En el año 2025, el estado de Luisiana muestra una gran dependencia de los combustibles fósiles para la generación eléctrica, con más de tres cuartas partes de su electricidad proveniente de estas fuentes. El gas es la principal fuente, representando casi siete de cada diez unidades de electricidad consumida. Los bajos niveles de carbón sugieren una posible transición o reducción en su uso. En cuanto a las fuentes limpias, menos de una quinta parte de la electricidad es baja en carbono, con la energía nuclear representando la mayoría de esta cantidad. La energía solar de servicios públicos y los biocombustibles también contribuyen, aunque de manera modesta. Las importaciones netas suman una pequeña parte del total, indicando una ligera dependencia del suministro externo.
Las fuentes de datos utilizadas en esta página incluyen EIA. Más sobre fuentes de datos →
¿Está creciendo la electricidad en Luisiana?
A pesar de la preocupación por el alto uso de combustibles fósiles, el consumo de electricidad en Luisiana ha disminuido recientemente. En 2025, el consumo per cápita se situó en 23,605 kWh, una caída considerable respecto al récord histórico de 2023, donde se alcanzaron 25,598 kWh por persona. Sin embargo, hay un desarrollo positivo dentro del panorama de energía limpia; la generación per cápita baja en carbono alcanzó un nuevo récord en 2025, superando al de 2024. Aunque la disminución en el consumo general es inquietante, el aumento en la producción baja en carbono es un paso esperanzador hacia un futuro más limpio en Luisiana.
Sugerencias
Para aumentar su generación de electricidad baja en carbono, Luisiana podría considerar expandir su capacidad nuclear existente, dado que ya representa una parte significativa de la producción limpia. Otras regiones, como Francia y Eslovaquia, han tenido gran éxito con una alta proporción de generación nuclear, lo cual puede servir de referencia. Además, el impulso en energía solar también podría beneficiarse de experiencias exitosas en estados como California y Nevada, que han logrado generar una proporción significativa de su electricidad a través de este medio.

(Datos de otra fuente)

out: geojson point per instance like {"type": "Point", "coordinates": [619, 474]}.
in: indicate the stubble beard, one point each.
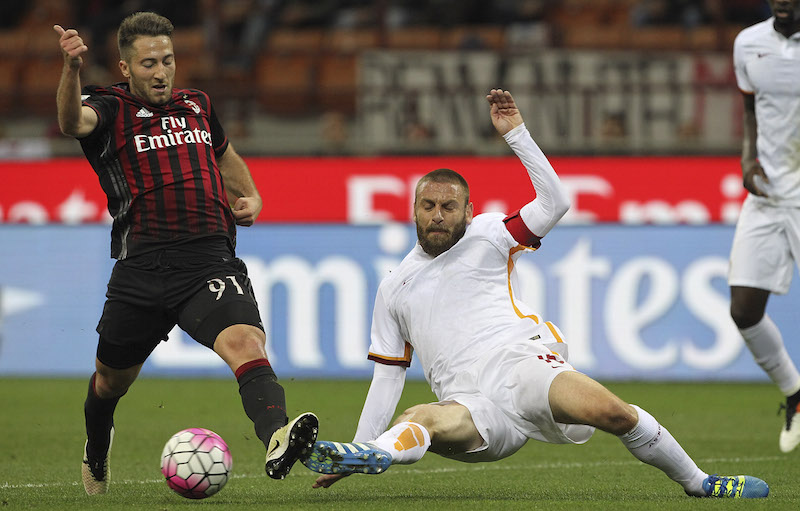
{"type": "Point", "coordinates": [434, 247]}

La combinación de estas tecnologías podría brindar a Luisiana un camino sostenible hacia un ambiente eléctrico más limpio y resiliente.
Historia
Históricamente, en los últimos años, Luisiana ha experimentado un crecimiento moderado en la generación baja en carbono. En 2024, la energía nuclear tuvo un aumento de 2.4 TWh, un paso positivo, y continuó creciendo en 2025, aunque a un ritmo más lento. La estabilidad en la hidroeléctrica y los biocombustibles, aunque no creció, no disminuyó, contribuyendo así a la consistencia en las producciones bajas en carbono recientes. El enfoque debería centrarse en preservar estos incrementos mediante inversiones estratégicas en energía nuclear y solar para garantizar que la tendencia positiva continúe y el suministro limpio, estable y suficiente para satisfacer futuras demandas.